[ 00:16 monday 26 november – via carrozieri alla posta, napoli ]
i write from an enormous room on the top floor of a crumbling eighteenth-century palazzo, behind the architecture school in the centre of town, tended by two grand napolitan ladies who appear to be equally ancient. there is no heating so i rely upon layers of heavy bedclothes to keep the chill night air at bay. adjoining my bedroom is a still huger salon, crammed with mismatched furniture. i am here as a result of a tip from my friend gabriele in palermo. otherwise i should probably have ended up somewhere sensible and ordinary.
it is almost exactly a decade since i last stayed in this city. the former occasion, in the middle of december 1991, was also my very first foray into italy. at that time i was studying at cambridge and managing a choir composed of my fellow choral scholars from st john’s college. financed by the banco di napoli and the british council we flew over here, gave a ticket-only charity performance in the british consulate, then a proper concert in the chiesa santa chiara in front of an audience of about 4000. after a self-indulgent programme comprising most of my favourite repertoire (josquin, gombert, poulenc, stravinsky…) we encored with mel torme’s “christmas song”. to my chagrin the crowd left us in little doubt which part of the programme they appreciated. the front two rows were composed entirely of diplomats and politicians and on this occasions at least their feelings were entirely representative of the wider population. afterwards the british ambassador took me to dinner with barone barracca who showed us his collection of antique guns. slightly overwhelming for a fresh-faced undergraduate.
despite all this i came away thinking napoli rather an ugly city, wondering why people made such a song and dance about it.
i travelled over from stromboli last wednesday determined to return with a codice fiscale, the tax registration one needs in order to open a bank account, subscribe to a phone service, view billing information online, buy a packet of crisps, &c. i first tried to obtain one in milano last summer but after a couple of weeks circulating between half a dozen offices in different parts of town, invariably closed at whatever time i chanced to arrive, i gave up. this time, despite another campaign of iterative misinformation, i persisted and am now the proud possessor of a smudged computer print-out bearing the precious chain of figures and letters.

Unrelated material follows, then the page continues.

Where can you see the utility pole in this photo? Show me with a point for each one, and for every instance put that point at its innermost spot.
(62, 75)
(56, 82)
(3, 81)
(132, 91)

during the struggle i have become completely intoxicated with napoli. for most of my life i have acknowledged myself a devout ruralist, viewing cities as splendidly diverting places in short bursts but essentially dehumanising and awful. now my credentials are in tatters. somehow this place has cast a spell on me. there is a precipitous excitement on the streets, a vividness and immediacy of living. it is an unruly, messy, passionate place. the narrow winding canyons of back-streets, decorated everywhere with washing, are continually interrupted by sumptuous obelisks and churches. law is something which emerges from a kind of wild consensus, all that is prescribed from above is contemptuously ignored. when an entire population takes this stance it is difficult for any authority to prevail. napoli is the triumphant example of a city sprung from humanity in all its shades, not from mechanism or rational organisation. nobody would ever plan napoli. it is a dangerous place, corrupt, decadent. dark and light elements are so tightly intertwined here that they cannot be disentangled. the city is a vast mega-celled organism; breathing, seathing, pulsing with an intelligence of the seasons of man and earth.
santa chiara is just around the corner from me, a massive mediaeval structure flattened during the war by an american bomb intended for the port and rebuilt immediately afterwards with unperturbable hauteur. i look on it with different eyes from those of 1991. walking back from an arabic cafe on piazza bellini (where i had been writing my journal and reading a powerful old history of the jackson presidencies of the 1830s) i entered piazza gesu nuovo to find it thronged with young people; cars and scooters arrayed at crazy angles around the edges, a bonfire blazing on the far side. to many this would appear a scene of urban collapse, a source of fear. such people i would urge to observe the details more closely; to see the intricate maneouvers negotiated between drivers to enable vehicles to come and go, notice how the fire is kept in place with the occasional nudge to avoid damage to surrounding buildings, witness how the crowd manages itself and how rapidly incipient scuffles are subdued. what i see is a celebration of civilisation, not its absense. what is see is a community occupying and using its city in a way i have not witnesses elsewhere. in napoli i feel tremendous optimism.